A speak up culture alongside an effective anti-harassment policy will contribute to a safer working environment.

Training can educate and empower employees, giving them the information and tools they need to confidently recognise and report sexual misconduct. It is important not only to equip employees with procedures to follow if they are a victim of sexual misconduct, but also if they are an observer of it. 

Be consistent 

A good anti-harassment policy and reporting procedure is only beneficial if it is used consistently well. Make sure any claim is taken seriously, fully investigated and documented according to your HR policy. 

Inconsistencies when dealing with victims or observers of sexual misconduct in the workplace will create distrust, which can lead to absenteeism, unhappiness, and low productivity.  

Every incident of harassment, no matter its severity, should be dealt with using the same protocol and with the same consideration to the employee(s) involved. 

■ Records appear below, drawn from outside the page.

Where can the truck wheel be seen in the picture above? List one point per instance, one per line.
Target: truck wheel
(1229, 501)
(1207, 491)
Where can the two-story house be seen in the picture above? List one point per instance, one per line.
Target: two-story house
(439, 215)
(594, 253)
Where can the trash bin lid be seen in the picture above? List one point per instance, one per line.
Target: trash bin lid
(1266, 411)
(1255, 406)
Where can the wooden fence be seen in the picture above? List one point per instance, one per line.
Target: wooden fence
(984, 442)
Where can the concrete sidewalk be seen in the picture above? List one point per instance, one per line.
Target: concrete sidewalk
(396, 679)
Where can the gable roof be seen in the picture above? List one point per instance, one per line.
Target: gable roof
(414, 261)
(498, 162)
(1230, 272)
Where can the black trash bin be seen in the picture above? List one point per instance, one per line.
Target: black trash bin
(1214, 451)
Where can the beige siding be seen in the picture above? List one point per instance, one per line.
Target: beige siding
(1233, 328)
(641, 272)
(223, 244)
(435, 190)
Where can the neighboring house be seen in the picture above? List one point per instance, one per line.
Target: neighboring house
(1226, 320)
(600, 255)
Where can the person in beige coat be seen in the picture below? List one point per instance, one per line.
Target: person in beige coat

When reporting sexual misconduct, employees must feel as though their experiences are being taken seriously and properly dealt with, and they must be supported through the process.

Consider the workplace culture as a whole

An inclusive, positive workplace culture can build trust with employees and create an environment where sexual misconduct and harassment of any kind is unable to thrive. 

Building an open and honest culture which doesn’t tolerate any kind of harassment in the workplace, will help your organisation take a preventative approach and lead to eradicating misconduct. 

71% of investors wouldn’t invest in a company that had a problematic workplace culture.

As well as re-considering your approach to sexual misconduct in the workplace, cast the net wider to look at the workplace culture as a whole. The organisational structure should allow for open and honest communication on all issues, without fear of reputational damage or repercussions for employees. 

Creating a positive workplace culture is not only beneficial to employees but to the business’ reputation as a whole, and its future success. 

According to Culture Shift’s ‘Paying the Price for Problematic Behaviour’ report, 71% of investors wouldn’t invest in a company that had a problematic workplace culture.

This provides yet another reason for companies to ensure that a safe working environment is created and maintained in order to deal with sexual misconduct in the workplace.